# All black ic chips?



## chrishawn

Hi and thanks in advance for response.
My question is do all black ic chips have gold in them.
Or only certain types.


----------



## butcher

Black integrated circuit chips, that covers a very wide range of chips, in this case I would say no not all.
To me that sound's like asking do all rivers and streams have gold.

gold is where you find it. :lol:


----------



## chrishawn

Thanks Butcher,
Thats what i thought it would be, I have seen gold in some and none in others.
Is there a way to tell which ones have gold by looking at them, mabee by the numbers or the date on them?


----------



## Geo

its a crap shoot. your best bet is, if your going to process chips, process them all. even the chips that dont contain gold will still have silver and palladium.


----------



## chrishawn

Well thanks Geo,
Silver and palladium is not in my refining cup of tea, However i can pull them and sell them.
What do you think a pound of mixed ones is worth even on the low end.


----------



## Geo

i think Patnor is the man to talk to about IC's, but i can tell you that boardsort is paying $6.00 a pound for mixed chips.


----------



## nickvc

chrishawn said:


> Well thanks Geo,
> Silver and palladium is not in my refining cup of tea, However i can pull them and sell them.
> What do you think a pound of mixed ones is worth even on the low end.



Well in my opinion why bother hand sorting or trying to when the values can be recovered through the processing, you don't have to refine them but simply recover them and worry about refining them when you have decent volumes, it's all a bonus at some stage and if there is lots more silver than palladium then the silver cell becomes your friend to separate them giving you fine silver and the slimes containing the palladium and any other values that got through.


----------



## Phillip Barrett

I am an electronic servicer, mostly tvs and computers and i see a wide variety of chips, both in size and shape.

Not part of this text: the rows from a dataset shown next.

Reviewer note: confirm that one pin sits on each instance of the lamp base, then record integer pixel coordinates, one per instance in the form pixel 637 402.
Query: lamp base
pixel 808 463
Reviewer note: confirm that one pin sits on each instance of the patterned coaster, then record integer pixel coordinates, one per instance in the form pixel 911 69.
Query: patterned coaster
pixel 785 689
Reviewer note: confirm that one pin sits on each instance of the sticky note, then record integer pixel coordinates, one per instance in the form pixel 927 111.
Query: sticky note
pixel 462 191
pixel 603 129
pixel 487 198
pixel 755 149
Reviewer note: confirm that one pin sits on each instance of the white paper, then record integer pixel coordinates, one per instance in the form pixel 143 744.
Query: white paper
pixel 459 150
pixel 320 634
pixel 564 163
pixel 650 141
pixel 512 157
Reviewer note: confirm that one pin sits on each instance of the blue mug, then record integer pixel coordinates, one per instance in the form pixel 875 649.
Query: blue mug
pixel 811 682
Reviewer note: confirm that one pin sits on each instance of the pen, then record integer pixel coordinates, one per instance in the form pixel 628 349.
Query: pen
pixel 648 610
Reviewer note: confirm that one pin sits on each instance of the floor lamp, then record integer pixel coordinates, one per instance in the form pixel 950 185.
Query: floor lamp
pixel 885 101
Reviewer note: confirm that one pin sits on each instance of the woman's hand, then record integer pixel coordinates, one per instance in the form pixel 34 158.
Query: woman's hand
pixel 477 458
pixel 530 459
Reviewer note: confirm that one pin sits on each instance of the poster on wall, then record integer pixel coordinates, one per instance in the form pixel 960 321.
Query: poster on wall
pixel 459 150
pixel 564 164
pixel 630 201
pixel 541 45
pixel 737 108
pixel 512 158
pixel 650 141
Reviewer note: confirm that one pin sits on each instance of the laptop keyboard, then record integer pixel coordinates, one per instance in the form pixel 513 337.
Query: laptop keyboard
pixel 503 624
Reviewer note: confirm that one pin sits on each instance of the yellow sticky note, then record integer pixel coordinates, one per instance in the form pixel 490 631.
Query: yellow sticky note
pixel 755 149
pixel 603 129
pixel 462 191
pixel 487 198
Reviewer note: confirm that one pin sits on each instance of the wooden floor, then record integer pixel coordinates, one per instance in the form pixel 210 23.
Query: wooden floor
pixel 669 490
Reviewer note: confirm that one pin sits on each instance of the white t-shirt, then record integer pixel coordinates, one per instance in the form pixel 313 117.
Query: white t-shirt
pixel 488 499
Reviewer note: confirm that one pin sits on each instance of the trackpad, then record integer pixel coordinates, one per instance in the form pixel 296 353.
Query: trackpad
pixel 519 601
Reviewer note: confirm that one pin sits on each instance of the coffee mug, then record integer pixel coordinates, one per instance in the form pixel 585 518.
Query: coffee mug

This has helped me as far as which chips to save. I guess just save them all. So from what i have read, so far,
about the only components on the boards worth saving are the sm caps and all the ics, is that correct?


----------



## shmandi

I have crushed many black epoxy IC chips to look for gold wire under microscope. And I just have not seen any that did not have gold wires inside.
Year of production size and encapsulation type were in wide range.
I am not saying that all ICs contain gold, I just have not seen one without gold yet. And I crushed hundreds of different type.


----------



## solar_plasma

Commonly, the number of legs or contacts per weight of the IC's is correlated to gold yield/weight.

That's why the dil kinds are low-grade and black top on green epoxy bga's are high grade.

I separate the magnetic ones from non-magnetic, so I know where I have iron and cobalt in my spent solutions and where I have mostly only copper. That makes it easier to treat, recycle or reuse them. But this might be more religion than applied science.


----------